Today's UK Budget Wants You To Buy An Electric Car

The Budget, where the UK's chancellor tells us all the ways he or she is planning to make life more expensive for us, mixes the carrot and the stick to nudge people towards plug-in cars
Today's UK Budget Wants You To Buy An Electric Car

The UK Budget has brought good news for people buying plug-in cars, as well as investment in charging technologies and self-driving cars.

It’s not such good news for diesels, though, although you’d have to have been living in a cave not to have seen diesel road tax rates bumped up.

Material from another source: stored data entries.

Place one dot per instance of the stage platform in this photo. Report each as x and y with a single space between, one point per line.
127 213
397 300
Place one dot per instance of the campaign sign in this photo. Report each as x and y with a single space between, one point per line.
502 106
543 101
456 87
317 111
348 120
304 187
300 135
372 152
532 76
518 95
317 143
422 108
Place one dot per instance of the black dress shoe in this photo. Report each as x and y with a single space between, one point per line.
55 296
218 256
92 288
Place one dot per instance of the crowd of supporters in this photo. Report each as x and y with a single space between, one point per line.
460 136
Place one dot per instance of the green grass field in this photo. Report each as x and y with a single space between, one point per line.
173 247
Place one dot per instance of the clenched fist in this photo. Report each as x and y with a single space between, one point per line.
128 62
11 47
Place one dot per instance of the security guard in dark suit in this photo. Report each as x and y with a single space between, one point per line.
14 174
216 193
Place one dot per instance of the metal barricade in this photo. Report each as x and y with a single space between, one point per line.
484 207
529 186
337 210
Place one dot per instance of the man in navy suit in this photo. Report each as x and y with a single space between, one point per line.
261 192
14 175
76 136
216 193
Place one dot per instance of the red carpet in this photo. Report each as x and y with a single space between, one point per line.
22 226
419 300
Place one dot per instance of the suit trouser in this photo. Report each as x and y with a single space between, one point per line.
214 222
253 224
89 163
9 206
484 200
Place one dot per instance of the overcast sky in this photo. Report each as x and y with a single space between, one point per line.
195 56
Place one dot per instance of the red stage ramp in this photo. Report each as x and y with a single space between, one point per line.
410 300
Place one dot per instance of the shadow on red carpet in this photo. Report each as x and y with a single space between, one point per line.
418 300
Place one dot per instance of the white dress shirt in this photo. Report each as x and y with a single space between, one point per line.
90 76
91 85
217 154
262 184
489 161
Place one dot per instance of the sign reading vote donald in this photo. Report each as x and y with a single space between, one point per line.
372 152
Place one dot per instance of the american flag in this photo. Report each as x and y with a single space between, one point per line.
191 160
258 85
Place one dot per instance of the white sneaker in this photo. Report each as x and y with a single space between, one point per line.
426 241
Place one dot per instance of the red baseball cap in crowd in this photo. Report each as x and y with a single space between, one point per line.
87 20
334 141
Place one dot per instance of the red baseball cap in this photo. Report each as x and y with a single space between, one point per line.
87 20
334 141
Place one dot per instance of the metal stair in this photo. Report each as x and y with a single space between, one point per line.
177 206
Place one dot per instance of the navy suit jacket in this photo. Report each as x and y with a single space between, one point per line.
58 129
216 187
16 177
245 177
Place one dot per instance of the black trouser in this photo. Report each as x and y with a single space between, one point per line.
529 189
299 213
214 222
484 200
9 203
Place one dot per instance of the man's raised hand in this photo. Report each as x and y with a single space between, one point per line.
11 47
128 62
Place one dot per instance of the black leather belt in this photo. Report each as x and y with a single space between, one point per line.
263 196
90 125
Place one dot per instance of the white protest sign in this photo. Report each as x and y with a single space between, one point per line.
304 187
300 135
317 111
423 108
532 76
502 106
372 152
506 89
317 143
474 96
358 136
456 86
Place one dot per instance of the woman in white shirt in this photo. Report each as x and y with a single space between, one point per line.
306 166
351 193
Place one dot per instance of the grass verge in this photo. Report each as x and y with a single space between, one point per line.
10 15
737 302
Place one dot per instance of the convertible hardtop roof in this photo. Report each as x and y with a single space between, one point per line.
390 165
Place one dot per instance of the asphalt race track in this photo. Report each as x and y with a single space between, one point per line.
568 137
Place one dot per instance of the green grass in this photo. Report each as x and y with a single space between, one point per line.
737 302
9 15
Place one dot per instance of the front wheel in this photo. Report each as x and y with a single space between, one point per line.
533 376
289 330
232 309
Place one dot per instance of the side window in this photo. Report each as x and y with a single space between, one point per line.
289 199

A £100 million extension to the plug-in car grant scheme means people will continue to get thousands of pounds off the price of a new plug-in car. Full-electric and plug-in hybrids will all qualify.

Another £100 million will go towards the charging infrastructure in the UK, funding the installation of charging points, while £40 million has been earmarked for research and development, apparently specifically including charging.

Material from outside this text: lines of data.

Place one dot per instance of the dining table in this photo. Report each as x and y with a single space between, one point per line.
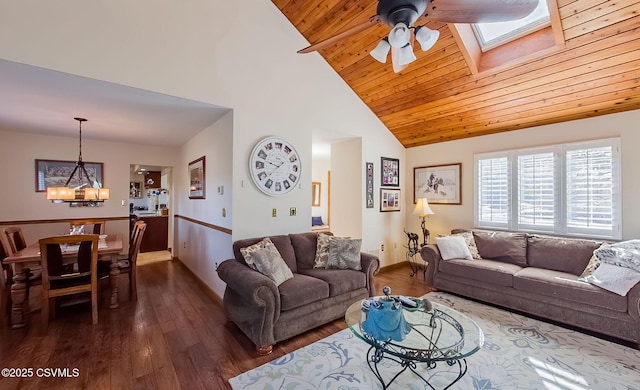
109 248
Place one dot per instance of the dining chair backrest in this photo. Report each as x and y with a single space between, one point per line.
134 249
137 233
93 226
15 238
54 266
59 280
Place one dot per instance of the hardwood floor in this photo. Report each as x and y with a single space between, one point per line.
173 337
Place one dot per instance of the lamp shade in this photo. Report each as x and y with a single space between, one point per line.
406 55
381 51
422 208
426 37
399 35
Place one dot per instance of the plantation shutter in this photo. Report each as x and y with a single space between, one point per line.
593 190
492 203
536 191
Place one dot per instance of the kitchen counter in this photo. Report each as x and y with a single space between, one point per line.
156 236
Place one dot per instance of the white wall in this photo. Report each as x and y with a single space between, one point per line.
237 54
320 173
624 125
200 247
18 152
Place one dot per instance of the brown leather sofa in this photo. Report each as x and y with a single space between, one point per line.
539 275
267 313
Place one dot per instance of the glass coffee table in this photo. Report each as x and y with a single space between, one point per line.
437 335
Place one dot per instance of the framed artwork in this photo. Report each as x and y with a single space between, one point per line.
390 172
369 185
440 184
197 178
389 199
55 173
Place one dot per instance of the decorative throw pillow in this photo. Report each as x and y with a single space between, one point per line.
344 253
471 244
453 247
322 251
270 263
248 251
623 254
593 264
614 278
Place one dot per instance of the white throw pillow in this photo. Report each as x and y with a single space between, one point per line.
614 278
453 247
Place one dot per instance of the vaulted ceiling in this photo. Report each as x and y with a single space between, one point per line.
440 97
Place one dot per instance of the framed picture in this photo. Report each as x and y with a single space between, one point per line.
390 172
55 173
197 179
369 185
440 184
389 199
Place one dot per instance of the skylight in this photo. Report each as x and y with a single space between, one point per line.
491 35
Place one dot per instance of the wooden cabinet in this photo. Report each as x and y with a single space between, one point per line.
152 179
156 236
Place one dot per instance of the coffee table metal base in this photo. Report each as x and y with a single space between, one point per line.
376 355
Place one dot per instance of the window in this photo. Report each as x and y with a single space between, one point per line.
568 189
491 35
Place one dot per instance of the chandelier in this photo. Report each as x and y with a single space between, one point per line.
85 193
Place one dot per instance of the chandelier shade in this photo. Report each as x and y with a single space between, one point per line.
87 193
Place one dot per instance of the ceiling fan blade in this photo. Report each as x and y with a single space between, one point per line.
479 11
334 39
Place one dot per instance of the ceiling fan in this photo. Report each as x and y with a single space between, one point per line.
402 15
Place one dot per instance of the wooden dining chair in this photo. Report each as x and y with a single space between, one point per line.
95 226
128 265
57 282
6 279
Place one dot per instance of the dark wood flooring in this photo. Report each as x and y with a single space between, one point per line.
173 337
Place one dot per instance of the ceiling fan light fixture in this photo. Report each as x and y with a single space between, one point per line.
427 37
381 51
406 55
399 35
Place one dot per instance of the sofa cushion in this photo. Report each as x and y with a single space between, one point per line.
344 253
340 281
453 247
559 253
282 243
302 290
567 287
509 247
488 271
322 250
269 263
304 245
248 251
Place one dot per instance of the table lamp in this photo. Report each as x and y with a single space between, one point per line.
422 210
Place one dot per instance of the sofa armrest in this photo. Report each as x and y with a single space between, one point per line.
431 255
633 302
370 266
251 300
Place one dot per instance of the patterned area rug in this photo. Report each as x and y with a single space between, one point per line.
518 353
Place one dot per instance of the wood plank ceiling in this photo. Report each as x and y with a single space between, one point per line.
438 98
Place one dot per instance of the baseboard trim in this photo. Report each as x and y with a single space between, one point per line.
210 293
391 267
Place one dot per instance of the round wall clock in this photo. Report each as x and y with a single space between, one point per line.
275 166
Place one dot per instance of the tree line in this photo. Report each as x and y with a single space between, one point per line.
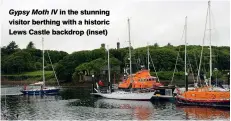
70 67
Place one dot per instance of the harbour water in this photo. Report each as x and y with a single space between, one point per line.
78 104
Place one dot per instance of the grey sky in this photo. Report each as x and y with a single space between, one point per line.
151 21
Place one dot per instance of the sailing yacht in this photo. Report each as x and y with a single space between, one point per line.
39 87
206 95
121 94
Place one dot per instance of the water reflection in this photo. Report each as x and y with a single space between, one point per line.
141 110
77 103
204 113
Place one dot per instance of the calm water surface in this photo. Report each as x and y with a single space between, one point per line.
78 104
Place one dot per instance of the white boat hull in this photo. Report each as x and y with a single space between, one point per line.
122 95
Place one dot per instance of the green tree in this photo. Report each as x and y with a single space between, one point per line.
30 45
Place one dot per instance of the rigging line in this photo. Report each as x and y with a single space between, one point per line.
191 68
202 48
195 60
154 68
53 68
177 57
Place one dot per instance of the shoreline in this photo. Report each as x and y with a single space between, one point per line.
22 83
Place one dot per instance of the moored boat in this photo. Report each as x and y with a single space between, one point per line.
130 83
39 87
205 95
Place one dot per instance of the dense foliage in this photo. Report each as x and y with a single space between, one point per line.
69 66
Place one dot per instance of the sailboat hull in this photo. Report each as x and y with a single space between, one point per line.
39 92
122 95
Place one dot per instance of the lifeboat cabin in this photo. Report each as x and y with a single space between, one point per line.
141 79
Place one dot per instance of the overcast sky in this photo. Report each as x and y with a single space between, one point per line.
151 21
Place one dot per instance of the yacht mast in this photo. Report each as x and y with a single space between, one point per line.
210 46
130 56
43 61
109 76
148 57
185 54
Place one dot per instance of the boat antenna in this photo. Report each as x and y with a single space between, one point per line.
109 76
210 46
202 48
185 59
154 68
130 56
43 61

Chancellor Philip Hammond stated that he wants to put Britain at the pointy end of the global push towards new technologies, of which automated cars are collectively one facet.

Diesel’s days are clearly numbered, too, with most oil-burners currently on the road facing a higher road tax banding from the next tax year. A single-band rise will add about £20 to a typical annual bill.

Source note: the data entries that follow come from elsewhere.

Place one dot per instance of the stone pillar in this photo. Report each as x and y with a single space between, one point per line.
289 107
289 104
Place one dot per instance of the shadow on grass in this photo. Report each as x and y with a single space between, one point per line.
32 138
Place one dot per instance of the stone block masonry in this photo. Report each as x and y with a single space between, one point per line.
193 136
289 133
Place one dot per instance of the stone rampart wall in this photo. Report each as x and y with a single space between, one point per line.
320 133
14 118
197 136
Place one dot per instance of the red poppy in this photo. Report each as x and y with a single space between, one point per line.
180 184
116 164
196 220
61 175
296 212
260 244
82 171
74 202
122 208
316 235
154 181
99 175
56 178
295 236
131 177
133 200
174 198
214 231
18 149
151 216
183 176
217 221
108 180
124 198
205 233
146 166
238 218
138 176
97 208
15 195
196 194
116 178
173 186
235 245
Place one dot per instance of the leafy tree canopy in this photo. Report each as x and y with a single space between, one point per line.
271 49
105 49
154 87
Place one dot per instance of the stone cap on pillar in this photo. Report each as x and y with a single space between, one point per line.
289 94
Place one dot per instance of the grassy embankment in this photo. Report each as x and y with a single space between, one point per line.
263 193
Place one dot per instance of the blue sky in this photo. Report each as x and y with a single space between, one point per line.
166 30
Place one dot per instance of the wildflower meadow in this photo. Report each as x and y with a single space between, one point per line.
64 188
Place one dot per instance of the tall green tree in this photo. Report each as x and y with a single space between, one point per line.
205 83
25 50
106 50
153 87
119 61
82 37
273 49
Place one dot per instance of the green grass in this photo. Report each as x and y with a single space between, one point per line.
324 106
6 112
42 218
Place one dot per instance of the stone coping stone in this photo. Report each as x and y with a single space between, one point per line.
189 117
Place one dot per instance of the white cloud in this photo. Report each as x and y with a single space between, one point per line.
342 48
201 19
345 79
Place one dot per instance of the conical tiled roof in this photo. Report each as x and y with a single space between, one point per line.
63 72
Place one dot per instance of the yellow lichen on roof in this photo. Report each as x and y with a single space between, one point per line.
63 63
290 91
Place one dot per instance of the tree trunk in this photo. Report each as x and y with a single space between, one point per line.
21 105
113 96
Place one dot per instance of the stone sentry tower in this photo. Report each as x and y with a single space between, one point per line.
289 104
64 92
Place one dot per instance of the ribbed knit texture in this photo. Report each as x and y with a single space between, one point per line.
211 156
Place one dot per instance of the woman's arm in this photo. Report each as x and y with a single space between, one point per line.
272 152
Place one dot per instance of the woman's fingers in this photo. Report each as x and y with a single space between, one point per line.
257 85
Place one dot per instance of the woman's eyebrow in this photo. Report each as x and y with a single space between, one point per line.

Early reports say that it will certainly include everything up to and including Euro 5, with the various stages of Euro 6 causing some confusion at this stage as to whether they’ll be included or not.

Lorries and vans will be unaffected, which might seem bizarre since they pollute more per vehicle than cars, but it seems to be an attempt to keep inflation down. If delivery firms’ costs go up, the consumer suffers. Plus, there are not yet any viable alternatives to diesel for vans and lorries.

The silver lining is that fuel duty has been frozen again, so instead of paying what would have been about £1.50 per litre by now we’re still below £1.20. The continued halt makes this the longest fuel duty freeze for 40 years, although why there was ever an escalator built into it in the first place we have no idea.